On 9/19/19 7:11 PM, Trond Myklebust wrote:
No. It is not a problem, because nfs-utils defaults to using TCP
mounts. Fragmentation is only a problem with UDP, and we stopped
defaulting to that almost 2 decades ago.
However it may well be that klibc is still defaulting to using UDP, in
which case it should be fixed. There are major Linux distros out there
today that don't even compile in support for NFS over UDP any more.
I haven't tested with UDP at all; the problem was with TCP.
I saw the problem in klibc nfsmount with TCP + NFS 3,
and in `mount -t nfs -o timeo=7 server:/share /mnt` with TCP + NFS 4.2.
Steps to reproduce:
1) Connect server <=> client at 10 or 100 Mbps.
Gigabit is also "less snappy" but it's less obvious there.

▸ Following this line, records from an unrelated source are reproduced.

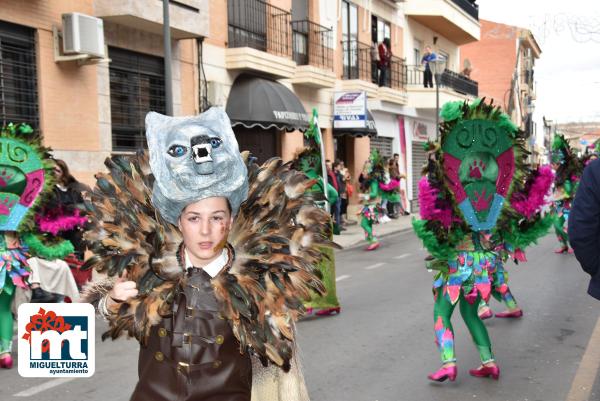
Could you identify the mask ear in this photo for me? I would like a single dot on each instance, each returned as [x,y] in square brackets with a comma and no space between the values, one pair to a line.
[218,121]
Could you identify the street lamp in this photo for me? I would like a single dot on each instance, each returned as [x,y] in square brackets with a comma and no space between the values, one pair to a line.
[439,65]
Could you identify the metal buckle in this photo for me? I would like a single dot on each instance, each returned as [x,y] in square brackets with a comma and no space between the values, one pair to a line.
[183,367]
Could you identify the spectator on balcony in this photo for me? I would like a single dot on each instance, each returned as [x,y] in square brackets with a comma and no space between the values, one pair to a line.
[428,57]
[385,59]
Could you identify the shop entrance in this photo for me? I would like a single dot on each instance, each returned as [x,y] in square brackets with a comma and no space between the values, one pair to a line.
[262,144]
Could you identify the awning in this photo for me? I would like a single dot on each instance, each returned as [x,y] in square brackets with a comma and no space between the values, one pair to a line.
[369,130]
[260,102]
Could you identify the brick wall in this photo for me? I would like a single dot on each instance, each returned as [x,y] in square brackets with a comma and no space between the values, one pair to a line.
[493,60]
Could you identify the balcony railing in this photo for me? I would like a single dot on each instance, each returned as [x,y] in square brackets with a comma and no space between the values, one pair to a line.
[259,25]
[357,61]
[313,44]
[449,79]
[360,62]
[468,6]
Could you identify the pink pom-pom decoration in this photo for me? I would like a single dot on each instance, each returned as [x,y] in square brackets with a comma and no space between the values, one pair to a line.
[429,207]
[530,202]
[391,186]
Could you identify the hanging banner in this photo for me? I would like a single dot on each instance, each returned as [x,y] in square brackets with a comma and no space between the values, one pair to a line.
[349,110]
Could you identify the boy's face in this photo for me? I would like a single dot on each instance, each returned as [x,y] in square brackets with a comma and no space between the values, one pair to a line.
[205,226]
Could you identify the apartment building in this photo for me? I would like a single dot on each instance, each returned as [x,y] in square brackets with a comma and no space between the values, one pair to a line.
[503,63]
[268,63]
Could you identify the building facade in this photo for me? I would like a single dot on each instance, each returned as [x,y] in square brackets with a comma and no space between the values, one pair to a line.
[268,63]
[503,63]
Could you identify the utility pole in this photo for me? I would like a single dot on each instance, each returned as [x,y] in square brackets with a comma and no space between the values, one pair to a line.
[167,49]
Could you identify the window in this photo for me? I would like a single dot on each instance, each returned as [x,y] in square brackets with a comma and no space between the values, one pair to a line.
[18,75]
[350,38]
[137,86]
[384,145]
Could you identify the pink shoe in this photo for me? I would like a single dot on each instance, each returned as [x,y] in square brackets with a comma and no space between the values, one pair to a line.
[373,246]
[443,373]
[513,314]
[486,371]
[6,362]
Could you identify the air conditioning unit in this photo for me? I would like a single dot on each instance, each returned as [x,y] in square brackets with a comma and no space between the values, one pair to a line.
[83,34]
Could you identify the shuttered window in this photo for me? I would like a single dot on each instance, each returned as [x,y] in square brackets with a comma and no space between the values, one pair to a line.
[18,75]
[137,86]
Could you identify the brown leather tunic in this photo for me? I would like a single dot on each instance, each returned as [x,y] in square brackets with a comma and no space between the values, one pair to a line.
[193,355]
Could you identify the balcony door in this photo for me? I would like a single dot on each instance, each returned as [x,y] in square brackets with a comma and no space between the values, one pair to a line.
[350,39]
[247,24]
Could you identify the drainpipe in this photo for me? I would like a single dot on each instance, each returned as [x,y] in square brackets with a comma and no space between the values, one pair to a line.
[168,59]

For reliable results, I made sure that server/client/network didn't have
any other load at all.
2) Server:
echo '/srv *(ro,async,no_subtree_check)' >> /etc/exports
exportfs -ra
truncate -s 10G /srv/10G.file
The sparse file ensures that disk IO bandwidth isn't an issue.
3) Client:
mount -t nfs -o timeo=7 192.168.1.112:/srv /mnt
dd if=/mnt/10G.file of=/dev/null status=progress
4) Result:
dd there starts with 11.2 MB/sec, which is fine/expected,
and it slowly drops to 2 MB/sec after a while,
it lags, omitting some seconds in its output line,
e.g. 507510784 bytes (508 MB, 484 MiB) copied, 186 s, 2,7 MB/s^C,
at which point "Ctrl+C" needs 30+ seconds to stop dd,
because of IO waiting etc.
In another terminal tab, `dmesg -w` is full of these:
[ 316.404250] nfs: server 192.168.1.112 not responding, still trying
[ 316.759512] nfs: server 192.168.1.112 OK
5) Remarks:
With timeo=600, there are no errors in dmesg.
The fact that timeo=7 (the nfsmount default) causes errors, proves that
some packets need more than 0.7 secs to arrive.
Which in turn explains why all the applications open extremely slowly
and feel sluggish on netroot = 100 Mbps, NFS, TCP.
Lowering rsize,wsize from 1M to 32K solves all those issues without any
negative side effects that I can see. Even on gigabit, 32K makes
applications a lot more snappy so it's better even there.
On 10 Mbps, rsize=1M is completely unusable.
So I'm not sure where rsize=1M is a better default. Is it only for 10G+
connections?
Thank you very much,
Alkis Georgopoulos